The customer experience is important, but if customers have to wait a long time for updated content to match a product’s evolution, they’re going to be less than content with the situation.
Consider videos and fancy formats (like interactive learning environments) for a moment. They can create a stellar customer experience, but they can also be difficult and pricey to update, often requiring a complete redo of the section in your academy where the product has changed.
If those types of formats aren’t necessary, and you believe your product has the potential for major changes or upgrades, it’s probably best to avoid using difficult-to-edit formats in the first place.
Prioritize Your High-impact Content
When it’s time to update your content due to product evolution, remember that it’s probably not necessary to update the entirety of your digital customer academy.
To streamline updates to your customer education program, only make the most impactful content your priority, at least at the outset.
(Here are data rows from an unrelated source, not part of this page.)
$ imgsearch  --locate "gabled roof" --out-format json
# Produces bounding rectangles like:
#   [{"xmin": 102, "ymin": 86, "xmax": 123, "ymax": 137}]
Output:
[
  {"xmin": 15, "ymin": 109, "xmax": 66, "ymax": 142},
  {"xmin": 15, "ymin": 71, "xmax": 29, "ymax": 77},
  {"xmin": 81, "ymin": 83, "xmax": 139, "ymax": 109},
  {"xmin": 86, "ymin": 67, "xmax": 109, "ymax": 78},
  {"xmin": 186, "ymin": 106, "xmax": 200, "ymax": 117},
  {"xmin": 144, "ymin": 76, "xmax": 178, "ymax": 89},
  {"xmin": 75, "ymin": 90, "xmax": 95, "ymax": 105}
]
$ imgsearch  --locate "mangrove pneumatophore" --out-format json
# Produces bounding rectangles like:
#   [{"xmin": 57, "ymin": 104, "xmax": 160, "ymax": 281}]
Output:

Let’s say you have a software product designed to make business operations easier for home service businesses, and there’s a calendar section to it that enables you to directly input scheduling information to ensure your technicians know where they are going and when they are going there.
But in the latest version, this calendar now has an easier drag-and-drop capability for scheduling. If you’ve done a video tutorial for this section, the whole video will have to be reshot to address the change at a sizable expense.
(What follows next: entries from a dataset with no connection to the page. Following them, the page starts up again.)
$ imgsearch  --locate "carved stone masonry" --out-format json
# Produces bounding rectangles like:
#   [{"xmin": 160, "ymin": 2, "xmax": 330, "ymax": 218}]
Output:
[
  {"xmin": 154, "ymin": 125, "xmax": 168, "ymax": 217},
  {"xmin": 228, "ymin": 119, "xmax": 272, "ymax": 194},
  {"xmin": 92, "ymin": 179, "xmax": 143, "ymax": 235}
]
But if the scheduling portion of your software is just part of a short article, making the change will be incredibly easy and will barely cost you anything.
Keep Your Content Organized for Your Internal Team
Your internal team is the crew you relied on to help you get your digital customer academy off the ground, and they’re the crew you’re going to need when it comes to updates.
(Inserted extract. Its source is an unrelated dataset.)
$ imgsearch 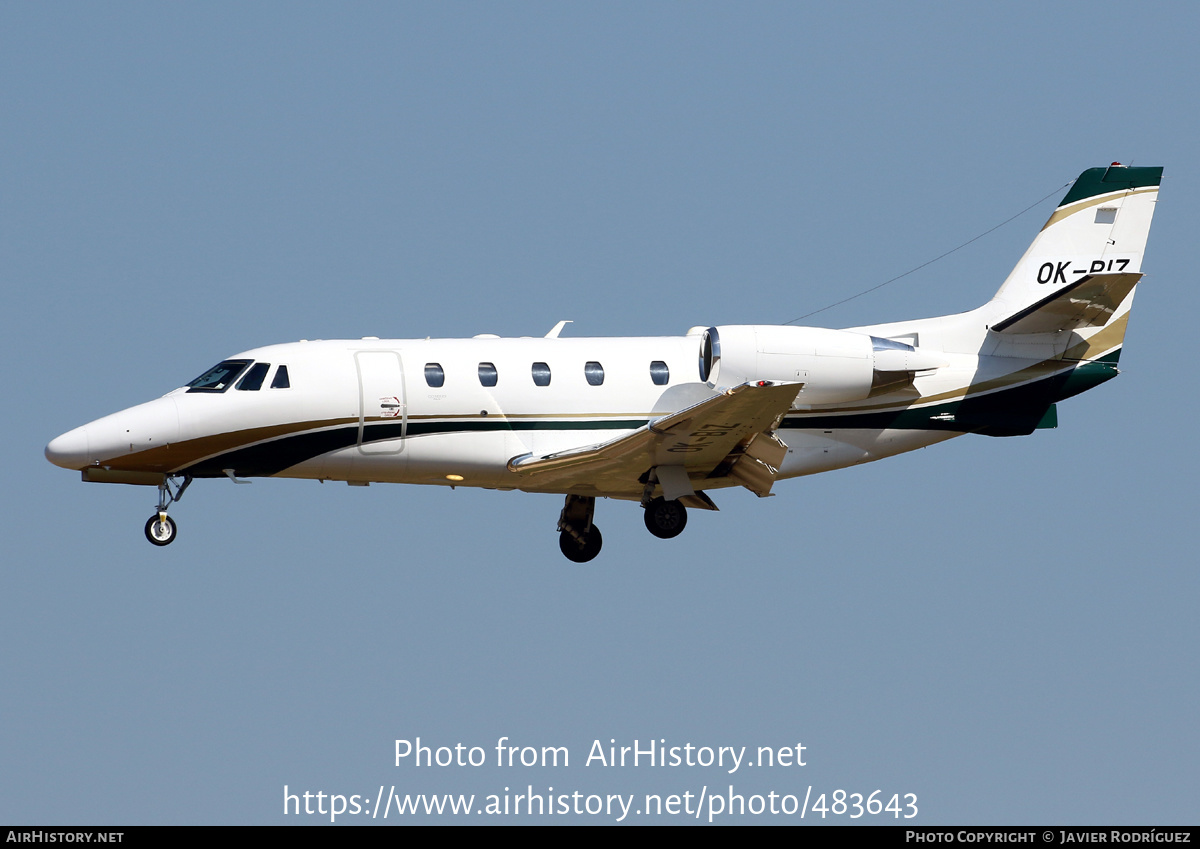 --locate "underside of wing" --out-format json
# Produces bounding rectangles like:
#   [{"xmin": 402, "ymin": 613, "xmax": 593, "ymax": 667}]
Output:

That’s why it’s so important to keep your content as organized as possible. This will make things extremely easy for different team members and subject matter experts (SMEs) to filter through the content and quickly uncover what needs to be updated.
In the end, you’ll save yourself a large amount of hassle, not to mention enabling team members to quickly reclaim their time to get back to the more pressing aspects of their jobs.
Never be Afraid to Ask for Help
Putting together the first iteration of your academy required assistance, both from the experts on your team and possibly hired professionals such as copywriters, designers, and editors.
Because product evolution requires just some parts of your customer education program to be updated, you’re going to have to go back to the source for many of the necessary changes. Find out who on your team and other internal teams has the bandwidth to help you make all the changes and engage their support.
What’s more, you also have a lot of great options for updating current content or creating new content in the form of AI content generation tools.
If you want to spare your internal teams the hassle and don’t want to engage costlier outside resources, you can always turn to artificial intelligence designed specifically to create content, such as ChatGPT, Jasper or Anyword. Other tools, such as Appcues or Tourial, can also be used to quickly and smartly produce fresh new content.
Product Evolution Requires Academy Updates—Not Personal Frustration
Your customers are relying on your digital academy to help them understand your product with speed and efficiency.
So when your product evolves, your academy has to evolve with it.
Luckily, updating current content or creating brand-new content doesn’t have to be a drain on your time or company resources.
Make sure that when you’re building your academy that you set it up in a way that makes it easier to adjust, edit and add to in the future.
As long as you keep things organized and get the right help from the right sources, any product updates can be implemented into your academy with ease.